Miranda July understands me and you and everyone we know
by Carla Barger
Images courtesy of www.iffboston.com, www.cinema-scope.com
I dub Miranda July’s new film, Me and You and Everyone We Know, “the loneliest little movie on the planet.”
A story of both alienation and unlikely intimate connections, Miranda July manages to pick at that undercurrent of sadness that dogs the edges of our everyday existence. In a previous interview for F Newsmagazine with Rovert Becraft featured with F News Online here, Miss July discusses this theme in her work:
“There is this wonderfulness about living that is the main thing that I feel, but it definitely has drawn currents of sadness or bleakness within that. I don’t think that’s not wonderful, I think they’re just like different pitches of the same note. Sometimes, expressing the bleak feeling of it is more important in making people feel not so alone and desolate.”
Performance artist, former indie rocker, and now filmmaker, July is brilliant at staging her characters’ struggle with meaning in their communication with each other. Every piece of dialogue in the film is crucial and loaded. Early on in the film, you start to notice that no one is filling in the awkward silences of these characters’ conversations; their reactions to one another seem a bit askew, their emotions spare, but raw. This is a big part of the film’s power: it is painful because you empathize so completely with them.

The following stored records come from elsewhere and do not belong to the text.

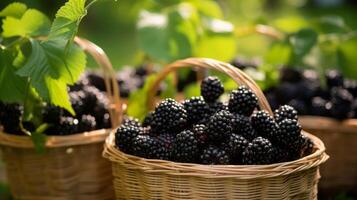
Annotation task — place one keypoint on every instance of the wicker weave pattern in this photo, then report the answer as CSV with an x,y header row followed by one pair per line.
x,y
340,173
72,168
139,178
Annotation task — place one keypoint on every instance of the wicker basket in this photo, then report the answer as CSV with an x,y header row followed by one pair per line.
x,y
139,178
72,168
340,137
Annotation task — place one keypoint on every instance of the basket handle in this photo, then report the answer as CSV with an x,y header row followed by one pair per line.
x,y
206,63
113,93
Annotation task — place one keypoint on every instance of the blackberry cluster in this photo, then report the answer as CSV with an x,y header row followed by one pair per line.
x,y
209,132
302,89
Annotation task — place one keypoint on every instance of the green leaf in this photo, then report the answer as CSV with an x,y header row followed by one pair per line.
x,y
12,86
50,70
347,57
15,10
32,23
302,42
170,36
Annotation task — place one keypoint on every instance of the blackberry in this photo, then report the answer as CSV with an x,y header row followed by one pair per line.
x,y
242,126
201,134
242,101
52,114
341,101
264,124
87,123
211,89
12,113
131,121
285,112
124,137
170,116
145,146
291,75
148,119
214,156
185,147
318,107
334,78
290,130
258,152
196,108
220,126
234,146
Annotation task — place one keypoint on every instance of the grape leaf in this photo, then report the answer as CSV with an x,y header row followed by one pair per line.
x,y
15,10
12,86
50,70
32,23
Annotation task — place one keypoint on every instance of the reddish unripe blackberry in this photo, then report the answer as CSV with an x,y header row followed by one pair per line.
x,y
211,89
258,152
285,112
242,101
214,156
185,147
169,117
220,126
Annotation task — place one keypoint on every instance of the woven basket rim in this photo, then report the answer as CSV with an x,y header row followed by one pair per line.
x,y
224,171
24,141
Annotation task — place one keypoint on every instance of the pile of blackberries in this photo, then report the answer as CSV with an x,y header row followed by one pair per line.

July also explores how modern technology and human interaction both need and repel each other. Several characters find themselves in emotionally intimate situations where some form of technology is the gateway. The main character (which Miranda July plays herself) epitomizes this push and pull. She video-records Polaroids of unknown people with their backs to the camera, overlooking various scenic spots up close, then dubs an intimate conversation over it with her doing both voices. At other times she writes “Me” on one of her shoes, and “You” on the other, and videotapes them moving toward and away from one another. Her life revolves around her very emotionally charged and personal art, but she never performs it live; she only performs for the camcorder. The gallery owner receives a tender touch she so desperately needs from a 6-year-old boy she meets in a chat room over a conversation about poop. A teenage neighbor connects with the (much younger) girl next door while they lie on her bedroom floor, and she tells him about the new blender and towel sets she bought for her hope chest in anticipation of someday getting married and having a kitchen of her own.